Planners urged to be ‘smart’ this year

financial-planners/commissions/fund-managers/financial-services-association/financial-planning-association/IFSA/

12 January 2004
| By Freya Purnell |

“Smart” financial planners will have made New Year’s Resolutions to change the way they run their business to meet consumer and regulatory expectations, according to Prescience Consulting managing director Wayne Wilson.

Otherwise the questioning of planner worth - ignited by last year’s Australian Consumers Association/Australian Securities and Investments Commissionquality of advice survey - will intensify and result in a regulatory environment that is likely to “stifle the industry”.

The comments are a call to action by Wilson for planners this year, and in light of events last year which he deems was a “terrible year for financial planners’ reputation in the community”.

“Smart financial planners will accept that there is widespread community unease about the relationship between financial planners and fund managers.”

“They will decide to make their own life easier and have business practices in line with community expectations, by not accepting any lavish entertainment or other ‘soft commissions’ from fund managers as a matter of policy,” Wilson says.

Wilson also calls on fund managers to revamp their business model, and rather than “throwing large amounts of money” at financial planners, he believes they should focus on implementing more targeted and personalised strategies through their business development teams to show how their products will work for clients.
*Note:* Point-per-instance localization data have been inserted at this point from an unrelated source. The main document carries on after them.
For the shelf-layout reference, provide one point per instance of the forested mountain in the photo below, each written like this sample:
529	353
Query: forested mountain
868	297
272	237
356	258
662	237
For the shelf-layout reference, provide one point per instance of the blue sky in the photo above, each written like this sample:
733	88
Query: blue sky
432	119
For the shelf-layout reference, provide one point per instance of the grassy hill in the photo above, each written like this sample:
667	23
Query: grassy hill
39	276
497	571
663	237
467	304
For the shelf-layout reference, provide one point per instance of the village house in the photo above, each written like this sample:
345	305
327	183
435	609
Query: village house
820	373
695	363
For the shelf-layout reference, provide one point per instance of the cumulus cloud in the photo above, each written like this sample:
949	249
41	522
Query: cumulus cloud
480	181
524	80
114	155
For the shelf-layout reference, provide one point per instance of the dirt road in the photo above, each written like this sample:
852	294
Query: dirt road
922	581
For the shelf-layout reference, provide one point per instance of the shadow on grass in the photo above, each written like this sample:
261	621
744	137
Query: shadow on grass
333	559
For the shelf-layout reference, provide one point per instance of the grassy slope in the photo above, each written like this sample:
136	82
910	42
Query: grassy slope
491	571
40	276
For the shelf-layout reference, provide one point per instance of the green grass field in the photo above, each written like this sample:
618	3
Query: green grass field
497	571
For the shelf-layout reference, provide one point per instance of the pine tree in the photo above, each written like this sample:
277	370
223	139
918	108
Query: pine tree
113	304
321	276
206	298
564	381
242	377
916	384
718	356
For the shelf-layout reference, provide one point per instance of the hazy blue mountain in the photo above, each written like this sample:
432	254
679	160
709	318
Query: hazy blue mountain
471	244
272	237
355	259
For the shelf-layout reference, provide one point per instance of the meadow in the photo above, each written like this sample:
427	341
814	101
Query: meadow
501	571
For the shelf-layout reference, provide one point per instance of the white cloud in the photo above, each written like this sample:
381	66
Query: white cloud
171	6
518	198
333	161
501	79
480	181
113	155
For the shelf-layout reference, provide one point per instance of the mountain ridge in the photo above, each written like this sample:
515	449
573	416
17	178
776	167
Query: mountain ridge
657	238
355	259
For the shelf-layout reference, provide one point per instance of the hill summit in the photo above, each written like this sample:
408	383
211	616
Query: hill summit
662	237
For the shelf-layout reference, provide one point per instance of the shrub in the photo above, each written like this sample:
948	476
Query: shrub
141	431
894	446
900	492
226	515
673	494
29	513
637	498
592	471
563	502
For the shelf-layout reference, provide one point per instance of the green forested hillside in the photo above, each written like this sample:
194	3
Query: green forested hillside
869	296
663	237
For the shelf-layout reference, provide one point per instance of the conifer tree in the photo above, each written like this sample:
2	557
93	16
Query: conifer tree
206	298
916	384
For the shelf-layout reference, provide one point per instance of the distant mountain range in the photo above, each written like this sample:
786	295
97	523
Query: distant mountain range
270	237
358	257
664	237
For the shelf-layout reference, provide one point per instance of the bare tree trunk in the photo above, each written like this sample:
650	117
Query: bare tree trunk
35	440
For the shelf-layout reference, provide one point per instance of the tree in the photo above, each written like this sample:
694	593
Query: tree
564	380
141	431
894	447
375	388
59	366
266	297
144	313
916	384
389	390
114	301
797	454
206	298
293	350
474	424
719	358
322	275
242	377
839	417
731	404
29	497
Wilson applauds recent action taken by the associations in leading the industry “at last” - singling out the Financial Planning Association’s (FPA) restructure, and work on the draft code of conduct on soft dollar commissions by both the Investment and Financial Services Association (IFSA) and the FPA.

But Wilson believes that for advisers who want to get the jump on their competition, following the letter of the law isn’t enough.

“The smart financial planners are the ones that are anticipating what is needed and are prepared to go further than is currently being demanded. The intelligent approach is ‘this is what the community will expect from us in the future, so let’s not only go one step further but let’s do it now’,” Wilson says.